- Born: 1964 (age 61–62)
- Education: University of California, Davis Skowhegan School of Painting and Sculpture Mills College
- Occupations: Abstract artist, curator, and professor
- Website: www.jessicasnowart.com

= Jessica Snow =

American abstract artist, curator and academic

Jessica Snow (born 1964) is an American abstract artist, filmmaker, curator, and professor. Distinguishing characteristics of Snow’s paintings and drawings include bright, vivid colors through a visual language that employs color, shape and texture Snow's sources of artistic inspiration include landscape design, ancient art history, and the natural world.
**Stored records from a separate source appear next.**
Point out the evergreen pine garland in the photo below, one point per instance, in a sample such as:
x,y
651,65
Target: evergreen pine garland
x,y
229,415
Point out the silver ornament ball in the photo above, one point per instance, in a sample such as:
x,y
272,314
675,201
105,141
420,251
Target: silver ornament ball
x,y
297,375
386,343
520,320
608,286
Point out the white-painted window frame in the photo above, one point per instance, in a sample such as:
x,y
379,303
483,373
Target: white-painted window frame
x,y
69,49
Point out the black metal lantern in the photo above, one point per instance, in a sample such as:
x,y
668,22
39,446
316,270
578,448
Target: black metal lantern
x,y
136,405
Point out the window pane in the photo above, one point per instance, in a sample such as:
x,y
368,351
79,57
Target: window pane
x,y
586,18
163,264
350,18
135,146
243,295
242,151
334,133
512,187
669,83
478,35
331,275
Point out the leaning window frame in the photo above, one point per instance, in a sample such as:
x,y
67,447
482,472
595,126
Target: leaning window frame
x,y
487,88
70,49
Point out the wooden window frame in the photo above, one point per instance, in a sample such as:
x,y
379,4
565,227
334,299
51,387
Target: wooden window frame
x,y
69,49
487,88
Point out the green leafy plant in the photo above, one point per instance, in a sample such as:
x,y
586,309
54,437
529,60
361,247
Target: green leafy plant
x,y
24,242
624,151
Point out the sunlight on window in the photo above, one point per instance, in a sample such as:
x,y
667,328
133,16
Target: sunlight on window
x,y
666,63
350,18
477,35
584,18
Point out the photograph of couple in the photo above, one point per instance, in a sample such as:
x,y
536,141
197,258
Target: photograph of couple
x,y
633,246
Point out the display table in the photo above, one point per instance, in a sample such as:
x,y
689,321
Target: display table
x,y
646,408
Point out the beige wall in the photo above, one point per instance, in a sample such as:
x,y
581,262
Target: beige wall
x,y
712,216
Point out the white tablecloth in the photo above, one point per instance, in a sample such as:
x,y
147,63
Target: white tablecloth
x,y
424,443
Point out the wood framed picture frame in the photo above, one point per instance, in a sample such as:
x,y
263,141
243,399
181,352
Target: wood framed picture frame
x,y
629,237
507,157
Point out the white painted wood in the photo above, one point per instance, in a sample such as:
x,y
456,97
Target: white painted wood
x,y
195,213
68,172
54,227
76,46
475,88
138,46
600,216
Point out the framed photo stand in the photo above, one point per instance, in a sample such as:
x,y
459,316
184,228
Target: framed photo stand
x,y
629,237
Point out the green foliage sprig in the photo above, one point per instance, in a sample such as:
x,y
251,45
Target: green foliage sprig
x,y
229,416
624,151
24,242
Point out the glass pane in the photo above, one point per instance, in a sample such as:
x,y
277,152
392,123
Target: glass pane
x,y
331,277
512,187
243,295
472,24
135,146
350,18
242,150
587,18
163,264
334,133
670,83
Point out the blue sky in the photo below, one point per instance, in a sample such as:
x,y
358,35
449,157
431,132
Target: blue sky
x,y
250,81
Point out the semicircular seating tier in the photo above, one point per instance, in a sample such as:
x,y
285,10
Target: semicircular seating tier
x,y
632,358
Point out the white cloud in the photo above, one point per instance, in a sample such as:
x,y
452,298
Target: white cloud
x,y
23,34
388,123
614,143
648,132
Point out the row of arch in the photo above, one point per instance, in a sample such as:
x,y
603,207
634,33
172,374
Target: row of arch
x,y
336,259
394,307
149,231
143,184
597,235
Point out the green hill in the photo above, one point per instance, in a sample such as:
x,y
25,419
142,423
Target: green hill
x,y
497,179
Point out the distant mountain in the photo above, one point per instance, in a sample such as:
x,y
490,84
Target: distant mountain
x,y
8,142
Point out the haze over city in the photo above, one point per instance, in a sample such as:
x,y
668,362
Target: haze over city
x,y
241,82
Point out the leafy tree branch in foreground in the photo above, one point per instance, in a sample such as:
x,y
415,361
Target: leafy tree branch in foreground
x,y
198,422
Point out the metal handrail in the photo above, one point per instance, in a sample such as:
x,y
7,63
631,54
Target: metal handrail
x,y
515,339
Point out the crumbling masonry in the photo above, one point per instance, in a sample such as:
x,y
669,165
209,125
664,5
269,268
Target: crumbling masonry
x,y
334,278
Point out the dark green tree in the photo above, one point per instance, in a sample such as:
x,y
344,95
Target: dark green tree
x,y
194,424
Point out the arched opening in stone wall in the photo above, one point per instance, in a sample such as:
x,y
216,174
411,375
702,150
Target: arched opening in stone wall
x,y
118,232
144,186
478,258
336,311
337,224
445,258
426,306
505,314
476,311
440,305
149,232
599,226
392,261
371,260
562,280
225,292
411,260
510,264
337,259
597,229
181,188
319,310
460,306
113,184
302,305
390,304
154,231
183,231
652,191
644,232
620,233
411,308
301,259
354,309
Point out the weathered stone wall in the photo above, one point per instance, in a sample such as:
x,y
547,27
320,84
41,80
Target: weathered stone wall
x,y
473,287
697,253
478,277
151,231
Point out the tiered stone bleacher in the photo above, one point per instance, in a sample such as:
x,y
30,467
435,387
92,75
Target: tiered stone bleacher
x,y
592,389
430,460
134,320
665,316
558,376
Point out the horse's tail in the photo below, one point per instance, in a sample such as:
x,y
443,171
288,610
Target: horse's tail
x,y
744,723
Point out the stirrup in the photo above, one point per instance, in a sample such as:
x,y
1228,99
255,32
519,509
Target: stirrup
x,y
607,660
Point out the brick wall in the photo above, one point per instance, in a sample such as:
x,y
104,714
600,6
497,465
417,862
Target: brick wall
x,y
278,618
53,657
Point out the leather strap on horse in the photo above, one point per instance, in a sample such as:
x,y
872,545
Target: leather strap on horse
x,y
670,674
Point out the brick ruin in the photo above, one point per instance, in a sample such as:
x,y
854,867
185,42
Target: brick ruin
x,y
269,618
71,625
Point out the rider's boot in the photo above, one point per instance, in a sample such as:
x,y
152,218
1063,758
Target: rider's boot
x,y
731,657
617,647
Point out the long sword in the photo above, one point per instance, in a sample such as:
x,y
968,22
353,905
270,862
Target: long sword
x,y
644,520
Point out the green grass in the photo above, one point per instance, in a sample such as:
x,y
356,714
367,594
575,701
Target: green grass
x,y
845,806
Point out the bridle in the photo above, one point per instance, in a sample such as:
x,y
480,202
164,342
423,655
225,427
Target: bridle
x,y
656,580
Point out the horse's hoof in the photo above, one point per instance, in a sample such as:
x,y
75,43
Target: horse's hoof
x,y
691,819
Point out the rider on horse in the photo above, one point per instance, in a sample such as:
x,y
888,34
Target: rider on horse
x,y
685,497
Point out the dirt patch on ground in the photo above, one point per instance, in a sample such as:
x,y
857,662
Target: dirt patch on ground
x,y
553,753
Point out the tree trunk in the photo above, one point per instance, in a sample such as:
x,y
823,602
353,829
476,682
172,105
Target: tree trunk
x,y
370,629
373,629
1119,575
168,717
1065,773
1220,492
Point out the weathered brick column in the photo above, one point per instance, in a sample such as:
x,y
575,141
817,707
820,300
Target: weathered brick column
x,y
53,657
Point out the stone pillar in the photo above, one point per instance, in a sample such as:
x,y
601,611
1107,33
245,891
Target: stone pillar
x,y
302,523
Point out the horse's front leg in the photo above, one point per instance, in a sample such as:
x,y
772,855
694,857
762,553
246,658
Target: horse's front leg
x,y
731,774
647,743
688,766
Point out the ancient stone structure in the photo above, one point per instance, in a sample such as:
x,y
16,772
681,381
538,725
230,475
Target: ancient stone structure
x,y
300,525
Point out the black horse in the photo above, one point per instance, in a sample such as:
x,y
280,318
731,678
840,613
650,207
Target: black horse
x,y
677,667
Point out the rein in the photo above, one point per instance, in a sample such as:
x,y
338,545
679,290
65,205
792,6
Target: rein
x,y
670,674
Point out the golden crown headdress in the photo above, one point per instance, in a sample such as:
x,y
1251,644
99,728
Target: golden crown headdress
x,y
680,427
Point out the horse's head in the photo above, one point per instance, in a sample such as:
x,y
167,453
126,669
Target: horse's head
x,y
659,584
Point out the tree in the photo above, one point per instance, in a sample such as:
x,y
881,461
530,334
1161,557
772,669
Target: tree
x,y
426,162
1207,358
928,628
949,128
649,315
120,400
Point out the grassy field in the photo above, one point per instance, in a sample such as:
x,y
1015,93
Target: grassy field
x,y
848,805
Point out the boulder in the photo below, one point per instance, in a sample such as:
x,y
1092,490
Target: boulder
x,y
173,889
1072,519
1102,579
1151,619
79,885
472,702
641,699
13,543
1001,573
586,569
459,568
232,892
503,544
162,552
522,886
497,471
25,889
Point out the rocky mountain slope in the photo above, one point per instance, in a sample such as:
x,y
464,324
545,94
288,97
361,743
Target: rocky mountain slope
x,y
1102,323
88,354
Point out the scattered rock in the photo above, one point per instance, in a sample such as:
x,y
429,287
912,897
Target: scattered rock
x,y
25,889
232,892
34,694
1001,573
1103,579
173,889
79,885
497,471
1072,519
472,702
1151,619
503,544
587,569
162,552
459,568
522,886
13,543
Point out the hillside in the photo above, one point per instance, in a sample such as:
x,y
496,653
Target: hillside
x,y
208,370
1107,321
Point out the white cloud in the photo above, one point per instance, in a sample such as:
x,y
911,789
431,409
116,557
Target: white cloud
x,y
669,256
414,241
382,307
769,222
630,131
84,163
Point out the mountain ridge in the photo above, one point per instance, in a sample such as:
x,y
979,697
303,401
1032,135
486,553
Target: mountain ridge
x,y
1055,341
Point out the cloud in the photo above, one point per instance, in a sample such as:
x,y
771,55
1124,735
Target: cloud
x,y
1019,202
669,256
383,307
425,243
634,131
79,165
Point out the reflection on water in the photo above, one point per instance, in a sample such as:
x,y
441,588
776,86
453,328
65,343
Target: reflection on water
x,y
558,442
Her presentation of these subjects is influenced by traditions of geometric abstraction, biomorphism, and color field painting. She lives and works in San Francisco, California, where she teaches painting, drawing and art appreciation at the University of San Francisco.

== Education ==

Jessica Snow earned her Bachelor of Arts degree from the University of California, Davis in 1988, where she studied with Wayne Thiebaud, Squeak Carnwath and Cornelia Schultz. After attending a summer residency at the Skowhegan School of Painting and Sculpture in Skowhegan, Maine, she went on to earn her Master of Fine Arts degree from Mills College in Oakland, California in 1996, where she studied with Hung Liu, Ron Nagle, and Moira Roth.

== Work ==

Snow utilizes techniques, mediums, and approaches from multiple different aesthetic disciplines in order to create her work. Her recent work is the result of interacting with the sea to create spontaneous paintings, in which the seawater and paint interact. In prior bodies of work, she would occasionally create as many as 20 preliminary sketches in pencil or pen. Which art medium she uses depends on what surface material she is using at the time. For example, on one of her artist's pages, it states: "when working with paper, panels or walls, she will employ acrylics while she will paint with oil on canvas or linen. She also recently experimented working on Dibond, a lightweight aluminum panel where she will combine both oil and acrylic and sometimes will use a black fine-point pen when drawing on the surface".

== Exhibitions ==

Snow’s artwork has been extensively exhibited in the United States and abroad. Her body of work on the ancient Greek goddesses was exhibited at Greece’s Ionion Center for the Arts and Culture, where she completed a residency. Her recent body of work, 'Minoan Stories', was featured in a solo exhibition at Pastine Projects in San Francisco. Snow's work was featured in a group exhibition at the U.S. Embassy in Helsinki along with the artwork of Roy Lichtenstein and other notable artists. Snow's work is also featured in the exhibition's catalog. Other noteworthy exhibitions of Snow's art took place including at the Sonoma Valley Museum of Art in Sonoma, California, The Crocker Art Museum in Sacramento, California, the Riverside Art Museum in Riverside, California, the University of California, San Diego Art Museum, the Monterey Museum of Art (MMA) in Monterey, California, and at the US Embassy, in Montevideo, Uruguay. Snow was an Artist-Ambassador for the United States Department of State to Uruguay in 2007. Recent exhibitions include ‘Badass Color’, a 2-person exhibition at Le Pavé d’Orsay in Paris and The 5th International Biennale of Non-Objective Art in Pont de Claix, France. Snow recently received the Denis Diderot Fellowship residency program at the Château d'Orquevaux.